Cole Mickens said...

Did you mean 'field' in some places where you wrote 'f', or vice-versa?

Yuki Izumi said...

If we didn't have the `Option` in the above struct, there would be no way to instantiate the struct and Rust would signal an error.

I think you mean, "If we didn't have the `Box` in the above struct".

Anonymous said...

Performance wise, how does 1 huge struct compare with several small, imbricated structs?

Nice posts, keep up the good work!

J. Ryan Stinnett said...

The "Tuples" section mentions enums a few times, but I believe it should say tuple instead of enum each time.

Kari said...

I think this is misleading: Using Option is safer because you must always check it before use; there is no way to do the equivalent of dereferencing a null pointer.

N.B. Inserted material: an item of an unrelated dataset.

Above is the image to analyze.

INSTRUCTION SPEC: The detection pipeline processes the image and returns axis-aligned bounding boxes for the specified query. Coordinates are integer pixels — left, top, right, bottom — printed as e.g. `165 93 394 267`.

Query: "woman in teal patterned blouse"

It is possible to try to get the value of None, which will cause a run-time error. I consider it to be similar to a null pointer exception:

fn main() {
let x : Option> = None;
println!("Got value: {}", x.unwrap());
}

task '' failed at 'called `Option::unwrap()` on a `None` value', /build/rust-git/src/rust/src/libcore/option.rs:265

Try at playpen.

Of course, educated Rust programmers use ‘match’ to get the value, which makes it safer.

Nick Cameron. said...

@Kari, sure you can cause an error by using unwrap (there are many similar ways to cause a task to fail in Rust). But you have to signal you intention in doing so. So whereas with a null pointer you could get a crash with foo.bar(), with Rust the only way to get a crash is to explicitly acknowledge that a crash might happen by using unwrap.